- Born: 1916 Brunswick, Victoria, Australia
- Died: 8 June 1994 (aged 78) Toorak, Victoria, Australia
- Education: University High School, Melbourne University of Melbourne
- Occupations: bookmaker, philanthropist, youth tennis player
- Known for: lifelong supporter of medical research
- Notable work: founded the Albert H. Maggs Composition Award

= Albert H. Maggs =

Australian bookmaker and philanthropist

Albert Hartley Maggs (1916 – 8 June 1994) was an Australian bookmaker and philanthropist. He founded the Albert H. Maggs Composition Award of the University of Melbourne in 1966, and he was posthumously honoured with the creation of the Albert Maggs Scholarship for Postgraduate Medical Research by the St Vincent's Institute of Medical Research.

Maggs was born in Brunswick, Victoria, a suburb of Melbourne.

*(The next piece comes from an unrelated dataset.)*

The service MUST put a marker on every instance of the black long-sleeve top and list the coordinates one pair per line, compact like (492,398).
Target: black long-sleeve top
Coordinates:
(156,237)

He was one of five children of a shopkeeper. In his youth he was a fine tennis player. He qualified for the Wimbledon Championships, and he won the All Ireland Men's Championship.

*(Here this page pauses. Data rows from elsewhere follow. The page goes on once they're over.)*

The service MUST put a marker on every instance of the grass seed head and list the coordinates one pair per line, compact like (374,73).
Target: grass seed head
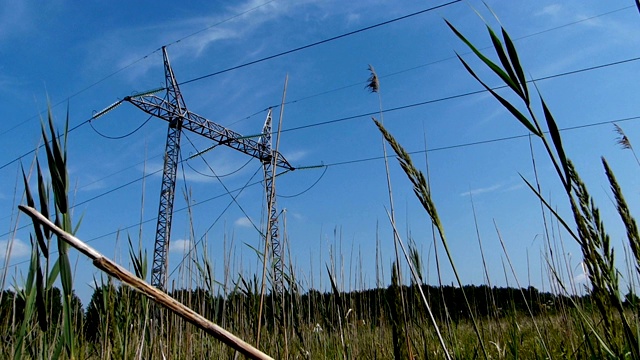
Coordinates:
(373,84)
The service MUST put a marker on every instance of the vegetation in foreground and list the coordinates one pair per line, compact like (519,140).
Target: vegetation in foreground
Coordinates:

At University High School, Melbourne he studied actuarial science, which skills he later used in his bookmaking business. He served in the military in World War II.

Maggs was a pianist who studied at the University of Melbourne Conservatorium, and a patron of the musical and theatrical arts. In 1966 he contributed an initial $10,000 to found the Albert H. Maggs Composition Award, an annual prize awarded by the University of Melbourne for a commissioned work. He later made more cash donations to support the award. Its recipients have included such names as Larry Sitsky, Colin Brumby, Richard Mills and Brenton Broadstock.

He was also a lifelong supporter of medical research, and made many donations to St Vincent's Institute. After his death in 1966, the Institute created an "Albert Maggs Scholarship for Postgraduate Medical Research".

Maggs died unmarried, aged 78, in Toorak, Victoria, on 8 June 1994.